„Die Vereinigten Staaten sind auf dem besten Weg, zu einem Problem für die Welt zu werden. Dabei waren wir daran gewöhnt, dass sie die Lösung verkörperten… aber heute erscheinen sie immer mehr als ein Faktor der internationalen Unordnung, und wo sie können, fördern sie Instabilität und Konflikte.“ So lauteten die ersten Sätze Emmanuel Todds in seinem Weltbestseller „Weltmacht USA. Ein Nachruf“. Erscheinungsjahr: 2002. Vor 16 Jahren also war der absteigende Hegemon USA schon in einem vergleichbaren Sinn zum Problemfall der Weltpolitik herangereift. Damals hieß der Präsident George W. Bush. Heute, mit Donald Trump im Weißen Haus, scheint die verbleichende Weltmacht in ein weiteres Reife- oder vielleicht Fäulnisstadium übergegangen. Nikolaus Piper urteilt für die Süddeutsche Zeitung zu Strafzöllen der USA auf Stahl und Aluminium: „Die Europäer müssen die Tatsache akzeptieren, dass der amerikanische Präsident keine Verbündeten mehr kennt. Handelspartner behandelt er wie Gegner, wenn nicht gar Feinde.“ Die „Zeit“ sorgt sich, ob Deutschlands Wirtschaftsmodell, das auf Exportüberschüssen basiert, am Ende sei.

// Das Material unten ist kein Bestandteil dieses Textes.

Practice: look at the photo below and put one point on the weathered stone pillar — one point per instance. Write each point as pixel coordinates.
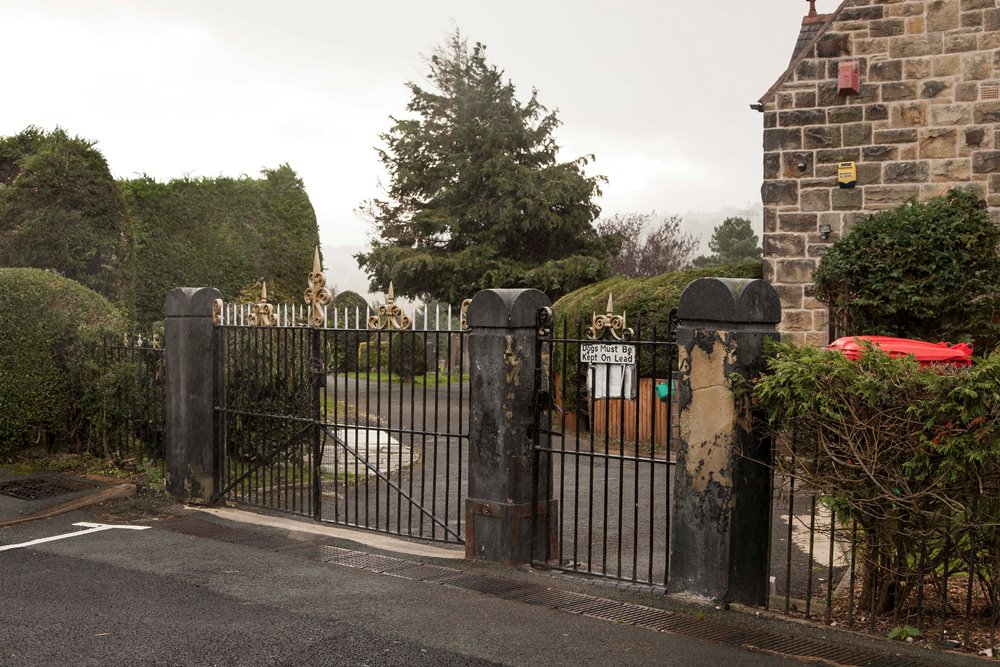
(501, 507)
(722, 484)
(190, 401)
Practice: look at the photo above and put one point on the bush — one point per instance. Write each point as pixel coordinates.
(927, 270)
(911, 453)
(53, 390)
(60, 209)
(224, 233)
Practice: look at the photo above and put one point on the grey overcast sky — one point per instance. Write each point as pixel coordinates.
(657, 90)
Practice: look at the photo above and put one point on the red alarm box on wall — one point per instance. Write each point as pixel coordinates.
(849, 78)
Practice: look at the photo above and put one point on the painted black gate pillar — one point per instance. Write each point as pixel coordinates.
(190, 388)
(722, 483)
(505, 500)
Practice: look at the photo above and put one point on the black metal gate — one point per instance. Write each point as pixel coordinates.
(607, 430)
(361, 423)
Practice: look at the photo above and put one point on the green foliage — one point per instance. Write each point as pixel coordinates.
(227, 233)
(645, 248)
(911, 453)
(644, 300)
(52, 385)
(927, 270)
(476, 197)
(60, 209)
(732, 241)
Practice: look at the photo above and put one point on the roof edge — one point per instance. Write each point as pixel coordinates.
(772, 91)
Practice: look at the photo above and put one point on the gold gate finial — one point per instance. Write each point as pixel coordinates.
(390, 316)
(317, 295)
(262, 313)
(616, 325)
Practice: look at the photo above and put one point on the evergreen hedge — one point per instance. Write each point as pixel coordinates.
(54, 390)
(223, 232)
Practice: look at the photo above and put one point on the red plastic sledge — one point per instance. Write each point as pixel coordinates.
(928, 354)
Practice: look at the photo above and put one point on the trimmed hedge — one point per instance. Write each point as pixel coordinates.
(54, 391)
(60, 209)
(225, 233)
(644, 300)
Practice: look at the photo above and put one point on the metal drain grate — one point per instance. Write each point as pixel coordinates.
(37, 488)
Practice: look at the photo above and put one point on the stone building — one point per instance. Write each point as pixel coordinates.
(908, 91)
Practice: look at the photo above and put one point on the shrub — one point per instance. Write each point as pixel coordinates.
(60, 209)
(912, 454)
(927, 270)
(53, 390)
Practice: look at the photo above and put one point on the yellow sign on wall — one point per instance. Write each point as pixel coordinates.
(847, 174)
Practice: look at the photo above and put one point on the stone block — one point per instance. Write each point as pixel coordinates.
(886, 196)
(876, 112)
(950, 114)
(906, 172)
(780, 193)
(869, 173)
(966, 92)
(879, 153)
(935, 88)
(797, 164)
(951, 170)
(938, 143)
(797, 222)
(895, 136)
(986, 162)
(772, 166)
(977, 66)
(825, 136)
(917, 68)
(915, 25)
(790, 295)
(909, 114)
(797, 271)
(800, 117)
(887, 70)
(814, 200)
(857, 134)
(961, 43)
(899, 90)
(974, 136)
(805, 99)
(846, 199)
(783, 139)
(834, 155)
(846, 114)
(833, 45)
(785, 246)
(949, 65)
(912, 46)
(943, 15)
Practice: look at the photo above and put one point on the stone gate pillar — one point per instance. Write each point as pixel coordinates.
(500, 510)
(721, 506)
(190, 389)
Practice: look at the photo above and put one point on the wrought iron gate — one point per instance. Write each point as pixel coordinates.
(361, 423)
(607, 430)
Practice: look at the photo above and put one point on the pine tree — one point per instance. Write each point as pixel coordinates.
(477, 197)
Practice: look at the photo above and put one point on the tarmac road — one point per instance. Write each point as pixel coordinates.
(157, 597)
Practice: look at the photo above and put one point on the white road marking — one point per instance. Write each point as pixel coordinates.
(90, 528)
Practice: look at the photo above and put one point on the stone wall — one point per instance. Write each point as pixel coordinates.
(926, 119)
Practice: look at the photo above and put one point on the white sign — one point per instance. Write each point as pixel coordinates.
(608, 353)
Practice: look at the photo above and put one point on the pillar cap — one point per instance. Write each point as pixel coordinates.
(190, 301)
(506, 308)
(730, 300)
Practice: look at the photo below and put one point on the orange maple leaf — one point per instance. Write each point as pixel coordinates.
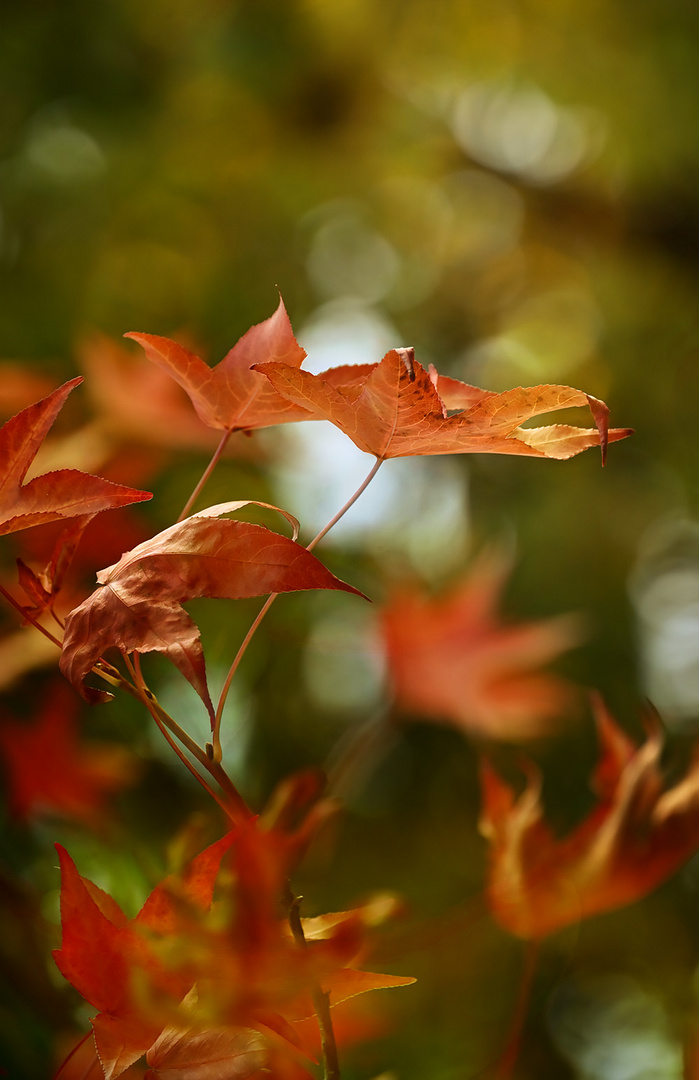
(138, 607)
(159, 415)
(183, 979)
(65, 493)
(232, 396)
(634, 838)
(395, 408)
(50, 770)
(452, 659)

Wenden wir uns folgenden Fragen zu: Hat Trump mit seiner Klage recht, dass die Handelspartner die USA übervorteilen? Welche Konsequenzen haben die Strafzölle – welche Auswirkungen hätten die angedrohten Maßnahmen? Wie wird die internationale Organisation der Handelsbeziehungen der Zukunft aussehen? Was wird aus dem „deutschen Wirtschaftsmodell“?
Werden die USA in den internationalen Wirtschaftsbeziehungen übervorteilt?
Trump kritisiert, dass die USA im Wirtschaftsverkehr mit großen Partnern weniger Einkommen erwirtschaften als diese. Dies ist im Verhältnis USA-EU in der Tat eindeutig der Fall, wenn man nur die Handelsbilanz, also den Austausch von Gütern und Dienstleistungen, anschaut. 2017 hat die EU gegenüber den USA beim Güterhandel einen Überschuss von 153 Milliarden Euro erzielt. Bei den Dienstleistungen – Software, Daten in sozialen Medien, Suchmaschinen – lagen die USA mit 51 Milliarden $ vorne. Bleibt ein Überschuss in der Handelsbilanz von rund 113 Milliarden Euro zugunsten der EU (Euro : Dollar = 1,2).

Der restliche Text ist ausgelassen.